Inspectors found 163 Chinese workers employed by contractor Jinjiang Group living in what authorities described as degrading conditions, according to Agencia Brasil. Workers slept on beds without mattresses. One dormitory had a single bathroom for 31 people. Kitchens were unsanitary, with food stored alongside construction materials. Most workers ate meals in their beds. Drinking water came straight from the tap, untreated.

Their contracts told their own story. Workers were required to hand over their passports, allow most wages to be remitted directly to China, and pay a deposit of nearly $900 — refundable only after six months of work, according to a contract reviewed by Reuters. The workday lasted at least 10 hours with no regular days off. One injured worker reported going 25 consecutive days without a break.

Brazilian inspectors concluded that BYD bore direct responsibility. Despite formal service contracts with Jinjiang, investigators found workers were de facto subordinate to the automaker. The inspection team also found evidence that BYD itself committed fraud against Brazilian immigration authorities to facilitate the entry of 471 Chinese workers without proper registration, Agencia Brasil reported.
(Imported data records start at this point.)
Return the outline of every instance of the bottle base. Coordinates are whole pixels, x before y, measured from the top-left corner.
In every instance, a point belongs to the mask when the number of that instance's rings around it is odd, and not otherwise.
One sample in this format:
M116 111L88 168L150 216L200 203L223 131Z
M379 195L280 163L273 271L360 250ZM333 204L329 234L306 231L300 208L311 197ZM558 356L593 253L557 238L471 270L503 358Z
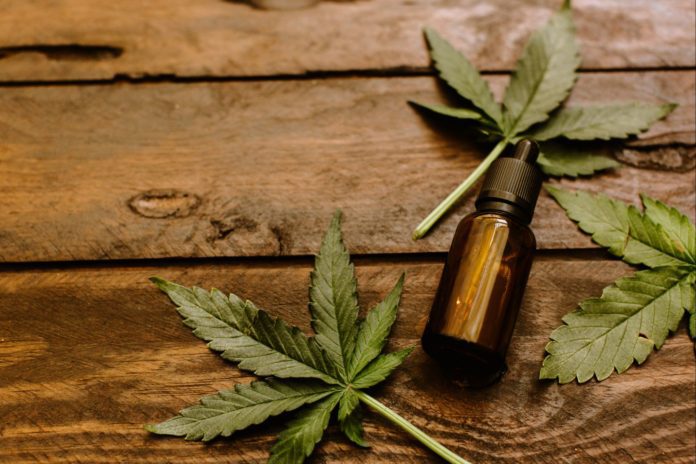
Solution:
M446 369L452 380L467 387L489 386L507 371L503 356L466 340L426 331L421 343L425 352Z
In January 2026, BYD signed a Conduct Adjustment Agreement with the Labour Prosecution Office worth BRL 40 million. Jinjiang Group has denied the allegations. BYD has maintained it had no knowledge of any violations until Brazilian media reports in late November 2024.

A Pattern of Political Interference

The National Association of Labour Inspectors, known as Anafitra, condemned Mello’s dismissal as institutional retaliation.

“The dismissal of the secretary signals an escalation of political interference in labour inspections,” the association said in a statement. Rodrigo Carvalho, a labour inspector and member of Anafitra’s executive committee, called it “an extremely grave act” that “weakens the autonomy of labour inspection and endangers a public policy built over decades.”

This is not the first time Marinho has been accused of shielding large companies. Last year, the minister conducted unusual final reviews of inspectors’ investigations to block the inclusion of certain firms, including a division of Brazilian meatpacking giant JBS, Reuters reported. Mello had opposed those decisions, and his refusal to comply on BYD was reportedly the final straw.

Anafitra has filed a case at Brazil’s Supreme Court seeking to strike down the provision allowing the labour minister to take over completed enforcement proceedings.

Follow the Money

BYD is not just any foreign investor in Brazil. Its BRL 5.5 billion factory in Camaçari represents one of the largest Chinese investments in the country. Brazil is BYD’s biggest market outside China, and the plant has already produced more than 25,000 vehicles.

President Luiz Inacio Lula da Silva personally attended the factory’s inauguration in October 2025 — even as the labour abuse case was ongoing — in a signal of how much the government values the relationship.

Placement on the dirty list carries real financial consequences: listed firms are barred from certain types of loans from Brazilian banks. The registry is widely considered one of Brazil’s most effective tools for combating labour exploitation.

For now, BYD remains off it. The court injunction is provisional, pending a final ruling. The official who put the company there is gone.